The only company I ever had that happen with was the big company. The other two companies I've worked with that had on-call experiences, if anything like that happened, we would be tweaking alarm levels so it didn't happen anymore.

If you're not tweaking alarm levels or fixing code to clear out false alarms, it's not a sustainable on-call rotation and that needs to be fixed immediately.

I've been the solitary on-call for the main service of a company before and I almost never got called because 1) we had good KB articles for the operations center for when things did break; and, 2) things very rarely broke in a way that wasn't automatically fixable

It's amazing how many cases "remove broken machine from pool automatically and then restart service and bring that machine back on service crash" is a valid fix for the weird, extra edge case junk that would otherwise be a call.

I've experienced this at small startups and BigCorps.

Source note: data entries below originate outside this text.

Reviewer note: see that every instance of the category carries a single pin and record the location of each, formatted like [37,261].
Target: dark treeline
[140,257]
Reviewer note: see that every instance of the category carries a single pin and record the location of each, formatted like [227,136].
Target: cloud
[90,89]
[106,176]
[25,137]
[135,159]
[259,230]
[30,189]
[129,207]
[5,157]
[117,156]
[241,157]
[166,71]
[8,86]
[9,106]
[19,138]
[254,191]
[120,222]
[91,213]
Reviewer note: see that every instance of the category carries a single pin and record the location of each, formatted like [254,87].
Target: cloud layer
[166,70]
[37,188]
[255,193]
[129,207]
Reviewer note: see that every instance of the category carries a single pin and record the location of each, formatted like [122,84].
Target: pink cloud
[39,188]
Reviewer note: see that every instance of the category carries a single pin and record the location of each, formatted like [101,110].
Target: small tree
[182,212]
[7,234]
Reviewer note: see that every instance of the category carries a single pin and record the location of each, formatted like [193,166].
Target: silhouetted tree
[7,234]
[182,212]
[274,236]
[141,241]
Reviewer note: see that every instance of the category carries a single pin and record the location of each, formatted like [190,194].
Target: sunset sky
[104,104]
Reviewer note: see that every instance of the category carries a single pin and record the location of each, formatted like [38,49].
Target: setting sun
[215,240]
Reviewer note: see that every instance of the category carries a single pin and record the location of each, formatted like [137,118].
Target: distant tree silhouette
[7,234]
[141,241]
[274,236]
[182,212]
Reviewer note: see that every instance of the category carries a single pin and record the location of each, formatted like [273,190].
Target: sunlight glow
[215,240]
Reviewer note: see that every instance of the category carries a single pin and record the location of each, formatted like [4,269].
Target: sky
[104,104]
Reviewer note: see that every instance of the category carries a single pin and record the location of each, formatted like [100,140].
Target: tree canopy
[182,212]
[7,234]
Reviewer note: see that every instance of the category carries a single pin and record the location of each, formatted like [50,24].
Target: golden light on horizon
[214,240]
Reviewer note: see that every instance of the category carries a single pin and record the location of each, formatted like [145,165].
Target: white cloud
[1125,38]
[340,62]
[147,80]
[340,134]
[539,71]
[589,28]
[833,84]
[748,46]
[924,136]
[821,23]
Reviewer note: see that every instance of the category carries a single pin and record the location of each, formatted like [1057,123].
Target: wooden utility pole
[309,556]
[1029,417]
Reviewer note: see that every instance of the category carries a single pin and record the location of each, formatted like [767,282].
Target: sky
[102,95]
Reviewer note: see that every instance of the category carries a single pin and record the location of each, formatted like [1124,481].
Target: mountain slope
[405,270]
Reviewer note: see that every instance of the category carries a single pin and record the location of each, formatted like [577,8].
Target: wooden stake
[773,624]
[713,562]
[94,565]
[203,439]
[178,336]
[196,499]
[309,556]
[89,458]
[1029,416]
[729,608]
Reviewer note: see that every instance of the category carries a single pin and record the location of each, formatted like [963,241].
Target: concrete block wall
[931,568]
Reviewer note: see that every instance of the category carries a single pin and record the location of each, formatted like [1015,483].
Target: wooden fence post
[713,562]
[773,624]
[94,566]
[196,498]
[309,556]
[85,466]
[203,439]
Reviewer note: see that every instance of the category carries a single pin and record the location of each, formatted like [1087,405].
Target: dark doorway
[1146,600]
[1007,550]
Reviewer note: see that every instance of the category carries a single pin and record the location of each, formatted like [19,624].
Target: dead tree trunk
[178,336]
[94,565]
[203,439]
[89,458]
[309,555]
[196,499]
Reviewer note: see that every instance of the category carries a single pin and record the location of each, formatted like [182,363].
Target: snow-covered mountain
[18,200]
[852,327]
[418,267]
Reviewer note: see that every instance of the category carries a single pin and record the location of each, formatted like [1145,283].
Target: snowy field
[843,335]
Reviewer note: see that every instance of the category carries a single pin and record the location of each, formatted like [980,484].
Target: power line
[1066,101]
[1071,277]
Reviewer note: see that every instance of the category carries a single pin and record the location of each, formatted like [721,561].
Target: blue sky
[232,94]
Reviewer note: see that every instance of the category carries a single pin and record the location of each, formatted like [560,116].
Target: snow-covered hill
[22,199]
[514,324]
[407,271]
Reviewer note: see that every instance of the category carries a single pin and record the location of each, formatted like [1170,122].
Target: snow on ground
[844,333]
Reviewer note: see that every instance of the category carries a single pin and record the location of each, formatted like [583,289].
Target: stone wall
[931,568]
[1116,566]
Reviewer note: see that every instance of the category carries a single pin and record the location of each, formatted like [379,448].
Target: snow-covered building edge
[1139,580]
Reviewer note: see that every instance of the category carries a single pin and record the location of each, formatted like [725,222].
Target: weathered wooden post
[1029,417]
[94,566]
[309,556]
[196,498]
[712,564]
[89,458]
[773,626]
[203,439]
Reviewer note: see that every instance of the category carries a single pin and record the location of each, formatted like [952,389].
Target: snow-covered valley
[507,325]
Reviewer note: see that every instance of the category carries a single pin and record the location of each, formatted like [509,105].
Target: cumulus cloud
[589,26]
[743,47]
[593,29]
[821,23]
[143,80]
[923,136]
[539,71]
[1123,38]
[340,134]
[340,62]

Granted, at the BigCorps fewer things blew up in general, and when they did, it was interesting.
> How about if they get woken up each night for an alarm that turns out to not be a big deal?

Write a post-mortem on this "crying wolf" fact. It is definitely a bug in your alerting rules, so actions have to be taken, otherwise others will routinely ignore important alerts.

On my teams, we've come up with this: If you get woken up in the middle of the night for an actual incident (longer than 15 minutes after 10:00 PM), you can take the following morning off (half day) to catch up on your rest. If the incident takes longer than an hour to resolve (after 10pm before 7 am), you can take the following day off once you have your paperwork in order.